Understanding behaviour of custom Linq Chunk and IEnumerable<IEnumerable<T>>


I tried to implement custom Linq Chunk function and found this code example This function should separate IEnumerable into IEnumerable of concrete size

public static class EnumerableExtentions
{
    public static IEnumerable<IEnumerable<T>> Batch<T>(this IEnumerable<T> source, int size)
    {
        using (var enumerator = source.GetEnumerator())
        {
            while (enumerator.MoveNext())
            {
                int i = 0;
                IEnumerable<T> Batch()
                {
                    do yield return enumerator.Current;
                    while (++i < size && enumerator.MoveNext());
                }
                yield return Batch();
            }
        }
    }
}

So, I have a question.Why when I try to execute some Linq operation on the result, they are incorrect? For example:

IEnumerable<int> list = Enumerable.Range(0, 10);
Console.WriteLine(list.Batch(2).Count()); // 10 instead of 5

I have an assumption, that it happens because inner IEnumerable Batch() is only triggered when Count() is called, and something goes wrong there, but I don't know what exactly.


Solution

  • I have an assumption, that it happens because inner IEnumerable Batch() is only triggered when Count() is called

    It's the opposite. The inner IEnumerable is not consumed, when you call Count. Count only consumes the outer IEnumerable, which is this one:

    while (enumerator.MoveNext())
    {
        int i = 0;
        IEnumerable<T> Batch()
        {
            // the below is not executed by Count!
            // do yield return enumerator.Current;
            // while (++i < size && enumerator.MoveNext());
        }
        yield return Batch();
    }
    

    So what Count would do is just move the enumerator to the end, and counts how many times it moved it, which is 10.

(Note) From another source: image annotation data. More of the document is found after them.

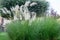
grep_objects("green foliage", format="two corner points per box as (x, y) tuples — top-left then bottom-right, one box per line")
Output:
(2, 0), (26, 10)
(29, 1), (49, 16)
(7, 18), (60, 40)
(0, 32), (10, 40)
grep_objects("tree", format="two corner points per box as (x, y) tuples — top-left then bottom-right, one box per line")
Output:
(29, 1), (49, 16)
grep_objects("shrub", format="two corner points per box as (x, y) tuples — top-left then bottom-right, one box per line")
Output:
(7, 18), (60, 40)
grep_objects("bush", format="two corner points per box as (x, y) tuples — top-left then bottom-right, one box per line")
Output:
(7, 18), (60, 40)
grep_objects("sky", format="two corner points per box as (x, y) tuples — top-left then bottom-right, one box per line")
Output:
(47, 0), (60, 15)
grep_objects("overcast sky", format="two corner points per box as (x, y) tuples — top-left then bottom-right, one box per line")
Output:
(47, 0), (60, 15)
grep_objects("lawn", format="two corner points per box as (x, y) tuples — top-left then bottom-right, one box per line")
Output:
(0, 32), (10, 40)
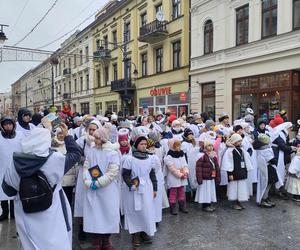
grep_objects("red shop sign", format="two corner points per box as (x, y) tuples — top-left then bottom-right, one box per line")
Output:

    Compare that to how the author of this likely have intended this to be used:

    foreach (var batch in someEnumerable.Batch(2)) {
        foreach(var thing in batch) {
            // ...
        }
    }
    

    I'm also consuming the inner IEnumerables using an inner loop, hence running the code inside the inner Batch. This yields the current element, then also moves the source enumerator forward. It yields the current element again before the ++i < size check fails. The outer loop is going to move forward the enumerator again for the next iteration. And that is how you have created a "batch" of two elements.

    Notice that the "enumerator" (which came from someEnumerable) in the previous paragraph is shared between the inner and outer IEnumerables. Consuming either the inner or outer IEnumerable will move the enumerator, and it is only when you consume both the inner and outer IEnumerables in a very specific way, does the sequence of things in the previous paragraph happen, leading to you getting batches.

    In your case, you can consume the inner IEnumerables by calling ToList:

    Console.WriteLine(list.Batch(2).Select(x => x.ToList()).Count()); // 5
    

    While sharing the enumerator here allows the batches to be lazily consumed, it limits the client code to only consume it in very specific ways. In the .NET 6 implementation of Chunk, the batches (chunks) are eagerly computed as arrays:

    public static IEnumerable<TSource[]> Chunk<TSource>(this IEnumerable<TSource> source, int size)
    

    You can do a similar thing in your Batch by calling ToArray() here:

    yield return Batch().ToArray();
    

    so that the inner IEnumerables are always consumed.